PROVINCIAL AND SUBURBAN SHOPS
These are invariably owned by mum and dad small investors. Investment is about trying to read the future. These owners are not investment sophisticates and will all ultimately get burned.
Currently half the world’s population live in cities. Projections are uniform worldwide that this will rise to 75% in another 25 yrs.
In its wake will be ghost towns full of empty shops. You can see that already when driving around New Zealand, but it’s the same situation globally.
Small investors are sucked in by the cheap entry price and high yield, both factors which should ring alarm bells.
But note this.
Our principal newspapers at least twice weekly run 2, 3 and sometimes more full pages display advertisements listing many dozens of small commercial and industrial buildings for sale. These days a high percentage are located in doomed provincial locations.
You will rarely see a main city offering and the exceptions are nearly always dogs. Top major investment buildings that come on the market are never advertised as there’s no need, commercial agents knowing who their buyers will be.
But also note this.

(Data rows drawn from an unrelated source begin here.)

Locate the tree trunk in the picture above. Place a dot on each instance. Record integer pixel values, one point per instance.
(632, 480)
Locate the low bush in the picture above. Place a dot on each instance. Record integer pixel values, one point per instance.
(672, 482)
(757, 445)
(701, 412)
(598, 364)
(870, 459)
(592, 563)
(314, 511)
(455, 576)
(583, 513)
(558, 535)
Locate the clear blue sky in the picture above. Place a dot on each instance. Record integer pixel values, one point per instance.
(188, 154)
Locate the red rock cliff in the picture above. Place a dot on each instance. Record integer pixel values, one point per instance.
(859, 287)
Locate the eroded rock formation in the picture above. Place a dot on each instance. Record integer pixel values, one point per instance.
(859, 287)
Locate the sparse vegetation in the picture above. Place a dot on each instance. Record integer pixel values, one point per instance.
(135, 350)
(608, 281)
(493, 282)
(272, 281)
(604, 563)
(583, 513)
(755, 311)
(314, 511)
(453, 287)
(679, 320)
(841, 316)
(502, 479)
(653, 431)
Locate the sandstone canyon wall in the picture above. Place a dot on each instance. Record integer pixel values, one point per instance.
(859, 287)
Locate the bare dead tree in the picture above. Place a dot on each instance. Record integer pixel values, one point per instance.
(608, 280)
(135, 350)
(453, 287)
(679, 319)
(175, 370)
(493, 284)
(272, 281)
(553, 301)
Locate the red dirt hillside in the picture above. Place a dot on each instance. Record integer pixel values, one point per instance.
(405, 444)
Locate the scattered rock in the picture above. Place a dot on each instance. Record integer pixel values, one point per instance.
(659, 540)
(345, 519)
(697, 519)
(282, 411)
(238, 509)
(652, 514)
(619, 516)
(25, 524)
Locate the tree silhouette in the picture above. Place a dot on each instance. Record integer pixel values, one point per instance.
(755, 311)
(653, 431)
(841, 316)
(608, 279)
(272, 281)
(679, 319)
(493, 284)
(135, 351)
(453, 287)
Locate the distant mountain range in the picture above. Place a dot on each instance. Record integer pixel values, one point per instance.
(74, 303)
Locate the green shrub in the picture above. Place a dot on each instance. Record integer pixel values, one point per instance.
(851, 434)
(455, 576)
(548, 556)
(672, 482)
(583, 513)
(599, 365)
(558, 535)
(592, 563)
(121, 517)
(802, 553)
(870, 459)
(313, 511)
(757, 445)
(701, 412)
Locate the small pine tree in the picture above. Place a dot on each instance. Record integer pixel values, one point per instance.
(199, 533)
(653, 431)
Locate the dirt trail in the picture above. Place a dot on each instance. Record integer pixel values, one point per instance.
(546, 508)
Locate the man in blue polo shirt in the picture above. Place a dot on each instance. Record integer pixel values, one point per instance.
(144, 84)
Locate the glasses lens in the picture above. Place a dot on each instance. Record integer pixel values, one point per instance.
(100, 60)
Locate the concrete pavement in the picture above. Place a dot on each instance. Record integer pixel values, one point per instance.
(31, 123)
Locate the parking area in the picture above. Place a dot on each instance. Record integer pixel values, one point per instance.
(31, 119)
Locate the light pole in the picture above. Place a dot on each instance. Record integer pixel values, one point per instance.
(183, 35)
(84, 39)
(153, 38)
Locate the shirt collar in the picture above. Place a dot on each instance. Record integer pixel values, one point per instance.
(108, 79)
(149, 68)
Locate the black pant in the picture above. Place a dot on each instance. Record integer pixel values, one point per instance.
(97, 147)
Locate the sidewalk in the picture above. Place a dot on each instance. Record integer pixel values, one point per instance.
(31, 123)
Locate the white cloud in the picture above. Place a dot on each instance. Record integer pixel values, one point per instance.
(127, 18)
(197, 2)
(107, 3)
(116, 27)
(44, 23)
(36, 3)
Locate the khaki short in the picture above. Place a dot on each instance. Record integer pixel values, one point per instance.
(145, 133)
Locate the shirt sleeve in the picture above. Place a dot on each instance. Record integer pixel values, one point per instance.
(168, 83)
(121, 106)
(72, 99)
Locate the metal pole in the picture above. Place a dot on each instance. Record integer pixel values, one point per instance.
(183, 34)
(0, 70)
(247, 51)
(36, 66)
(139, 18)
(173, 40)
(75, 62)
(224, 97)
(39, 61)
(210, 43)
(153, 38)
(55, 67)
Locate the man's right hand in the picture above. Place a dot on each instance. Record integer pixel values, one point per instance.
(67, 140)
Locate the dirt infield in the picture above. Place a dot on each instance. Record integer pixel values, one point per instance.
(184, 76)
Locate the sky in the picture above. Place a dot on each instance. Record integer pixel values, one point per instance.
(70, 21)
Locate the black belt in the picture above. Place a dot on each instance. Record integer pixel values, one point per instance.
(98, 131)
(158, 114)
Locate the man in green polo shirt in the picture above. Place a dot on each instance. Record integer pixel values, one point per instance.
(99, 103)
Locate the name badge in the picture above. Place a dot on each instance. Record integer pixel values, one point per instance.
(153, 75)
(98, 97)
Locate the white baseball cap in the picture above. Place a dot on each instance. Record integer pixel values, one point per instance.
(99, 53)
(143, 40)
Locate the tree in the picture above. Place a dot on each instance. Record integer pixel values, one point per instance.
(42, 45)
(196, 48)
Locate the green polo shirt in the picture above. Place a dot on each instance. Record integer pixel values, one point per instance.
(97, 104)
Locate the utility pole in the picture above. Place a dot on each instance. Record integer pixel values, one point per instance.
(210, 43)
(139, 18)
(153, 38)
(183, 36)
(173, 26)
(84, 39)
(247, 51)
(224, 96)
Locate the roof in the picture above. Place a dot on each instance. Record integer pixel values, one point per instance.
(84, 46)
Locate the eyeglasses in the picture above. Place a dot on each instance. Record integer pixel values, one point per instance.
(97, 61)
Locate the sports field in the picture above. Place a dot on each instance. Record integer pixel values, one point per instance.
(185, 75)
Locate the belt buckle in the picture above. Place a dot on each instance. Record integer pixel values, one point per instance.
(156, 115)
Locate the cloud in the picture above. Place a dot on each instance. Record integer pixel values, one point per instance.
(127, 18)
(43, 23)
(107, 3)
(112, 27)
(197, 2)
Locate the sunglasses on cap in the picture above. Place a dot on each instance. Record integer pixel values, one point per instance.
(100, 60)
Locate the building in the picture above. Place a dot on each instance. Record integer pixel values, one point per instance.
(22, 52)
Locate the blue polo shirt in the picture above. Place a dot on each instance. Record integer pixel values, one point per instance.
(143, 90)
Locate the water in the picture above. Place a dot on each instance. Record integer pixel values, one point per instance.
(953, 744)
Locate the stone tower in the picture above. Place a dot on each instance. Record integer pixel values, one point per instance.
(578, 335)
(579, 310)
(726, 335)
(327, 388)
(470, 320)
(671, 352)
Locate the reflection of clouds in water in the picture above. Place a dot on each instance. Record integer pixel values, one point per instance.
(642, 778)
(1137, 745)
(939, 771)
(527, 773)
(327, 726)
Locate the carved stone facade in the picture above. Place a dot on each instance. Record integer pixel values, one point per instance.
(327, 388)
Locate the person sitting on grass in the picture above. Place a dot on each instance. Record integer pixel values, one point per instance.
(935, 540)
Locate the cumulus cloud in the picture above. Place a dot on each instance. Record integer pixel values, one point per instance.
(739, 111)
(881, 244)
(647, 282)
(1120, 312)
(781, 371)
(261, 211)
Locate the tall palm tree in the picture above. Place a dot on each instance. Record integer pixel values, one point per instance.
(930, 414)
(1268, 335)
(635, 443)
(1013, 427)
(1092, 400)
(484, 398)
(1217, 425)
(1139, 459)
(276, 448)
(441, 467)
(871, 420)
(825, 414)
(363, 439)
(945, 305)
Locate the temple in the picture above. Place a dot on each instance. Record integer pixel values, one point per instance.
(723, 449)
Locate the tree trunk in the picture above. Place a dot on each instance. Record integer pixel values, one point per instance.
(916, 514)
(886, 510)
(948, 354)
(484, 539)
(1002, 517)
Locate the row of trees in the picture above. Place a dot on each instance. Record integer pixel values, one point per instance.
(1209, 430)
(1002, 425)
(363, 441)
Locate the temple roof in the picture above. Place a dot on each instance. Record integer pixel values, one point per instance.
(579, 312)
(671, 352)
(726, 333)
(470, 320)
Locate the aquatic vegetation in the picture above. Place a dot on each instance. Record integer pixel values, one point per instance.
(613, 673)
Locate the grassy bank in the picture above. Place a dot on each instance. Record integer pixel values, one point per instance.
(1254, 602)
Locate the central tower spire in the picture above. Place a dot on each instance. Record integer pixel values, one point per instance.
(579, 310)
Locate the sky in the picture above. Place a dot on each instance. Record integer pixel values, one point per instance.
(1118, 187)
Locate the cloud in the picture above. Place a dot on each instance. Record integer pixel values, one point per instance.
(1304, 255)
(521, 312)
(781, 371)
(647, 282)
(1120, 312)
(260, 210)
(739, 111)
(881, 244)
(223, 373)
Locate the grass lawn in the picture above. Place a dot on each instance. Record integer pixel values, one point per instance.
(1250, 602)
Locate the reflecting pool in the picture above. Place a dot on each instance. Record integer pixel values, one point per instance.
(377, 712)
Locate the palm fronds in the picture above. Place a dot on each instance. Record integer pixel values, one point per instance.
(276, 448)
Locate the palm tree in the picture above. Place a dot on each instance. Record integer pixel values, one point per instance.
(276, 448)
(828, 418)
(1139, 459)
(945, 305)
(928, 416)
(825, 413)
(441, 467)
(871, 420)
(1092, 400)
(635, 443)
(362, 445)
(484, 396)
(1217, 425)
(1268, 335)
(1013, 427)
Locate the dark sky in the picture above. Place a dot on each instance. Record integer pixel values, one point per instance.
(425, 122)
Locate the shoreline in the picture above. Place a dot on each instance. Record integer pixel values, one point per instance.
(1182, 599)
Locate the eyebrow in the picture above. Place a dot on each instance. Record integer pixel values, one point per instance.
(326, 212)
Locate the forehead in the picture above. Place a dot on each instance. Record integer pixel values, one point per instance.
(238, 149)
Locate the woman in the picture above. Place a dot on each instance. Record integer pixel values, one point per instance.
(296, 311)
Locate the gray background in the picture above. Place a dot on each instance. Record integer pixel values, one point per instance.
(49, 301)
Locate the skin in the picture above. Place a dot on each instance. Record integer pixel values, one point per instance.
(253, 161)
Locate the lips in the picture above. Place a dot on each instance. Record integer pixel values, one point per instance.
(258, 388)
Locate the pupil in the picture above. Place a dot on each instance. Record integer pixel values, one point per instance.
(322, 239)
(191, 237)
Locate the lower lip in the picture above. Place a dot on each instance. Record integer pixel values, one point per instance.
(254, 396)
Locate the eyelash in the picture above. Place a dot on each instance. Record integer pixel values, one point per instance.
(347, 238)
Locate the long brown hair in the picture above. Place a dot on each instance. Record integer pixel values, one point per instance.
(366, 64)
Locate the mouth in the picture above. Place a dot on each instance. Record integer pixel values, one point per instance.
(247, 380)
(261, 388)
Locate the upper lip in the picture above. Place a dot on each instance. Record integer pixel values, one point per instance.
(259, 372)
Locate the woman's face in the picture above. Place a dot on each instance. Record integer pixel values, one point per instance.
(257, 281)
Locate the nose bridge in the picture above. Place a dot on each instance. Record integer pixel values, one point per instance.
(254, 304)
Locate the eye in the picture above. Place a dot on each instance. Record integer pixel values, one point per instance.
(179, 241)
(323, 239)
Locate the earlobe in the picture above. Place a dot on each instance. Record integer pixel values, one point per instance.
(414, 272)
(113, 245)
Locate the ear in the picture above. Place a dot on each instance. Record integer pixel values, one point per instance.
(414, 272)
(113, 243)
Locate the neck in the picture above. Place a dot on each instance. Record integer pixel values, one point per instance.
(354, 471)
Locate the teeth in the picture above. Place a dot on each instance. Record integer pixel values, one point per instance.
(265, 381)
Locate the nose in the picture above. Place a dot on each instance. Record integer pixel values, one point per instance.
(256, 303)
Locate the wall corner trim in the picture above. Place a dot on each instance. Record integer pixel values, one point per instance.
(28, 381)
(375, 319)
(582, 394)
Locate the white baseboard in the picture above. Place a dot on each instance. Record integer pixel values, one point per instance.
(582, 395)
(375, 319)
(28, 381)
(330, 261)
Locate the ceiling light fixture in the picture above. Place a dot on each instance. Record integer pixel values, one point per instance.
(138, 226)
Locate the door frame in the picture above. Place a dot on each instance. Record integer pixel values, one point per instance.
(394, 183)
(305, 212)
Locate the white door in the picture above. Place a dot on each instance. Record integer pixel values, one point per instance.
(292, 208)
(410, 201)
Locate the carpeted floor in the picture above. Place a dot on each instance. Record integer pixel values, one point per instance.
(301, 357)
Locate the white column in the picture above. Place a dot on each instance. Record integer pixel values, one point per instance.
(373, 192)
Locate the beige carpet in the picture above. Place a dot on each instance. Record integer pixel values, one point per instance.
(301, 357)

Outside of the Sydney Morning Herald Saturday edition you will not find such advertising anywhere in the world. In short, the desire to own commercial property is a New Zealand peculiarity.
There are literally several hundred thousand commercial buildings in New Zealand. 99% of them represent bad investing and constantly declining value. That said, it’s a totally improper use of government money to prop them up.
My company both here and abroad were eligible for salary supplementation during the lockdown. We wouldn’t dream of taking it because we can afford not to, so too many of the parasite larger outfits the press have been exposing who joyfully put their hand up.
Conversely, we don’t want the government interfering in our handling of troubled retailers. We are well used to that. When trends change such as for example the now troubled dress shops, we release tenants from their obligation and don’t pursue them in such genuine hardship cases, notwithstanding personal guarantees.
I bought my first retail building way back in 1962. Over the subsequent years I’ve owned over 1000 retail premises in over 50 cities in five countries.
There was a time when this was smart investing. It’s certainly not now.
But here’s the puzzle. Over those near six decades we’ve experienced heaps of occasions when lessees have sought rental reductions, sometimes backing such pleas with their accounts.
But never once in those six decades has a retailer come to us and said we’re doing an awful lot better than anticipated. Please can we have an increase in rent?
How do we handle these? Simple. We tell them if they can’t crack it then see a commercial leasing agent who will find a replacement lessee, as provided for in their lease.
I say it again. The government’s unfamiliarity with the commercial world has seen them make some hugely unwise steps, splashing money around willy-nilly.
There will be a time of reckoning for them and the nation and it doesn’t auger well.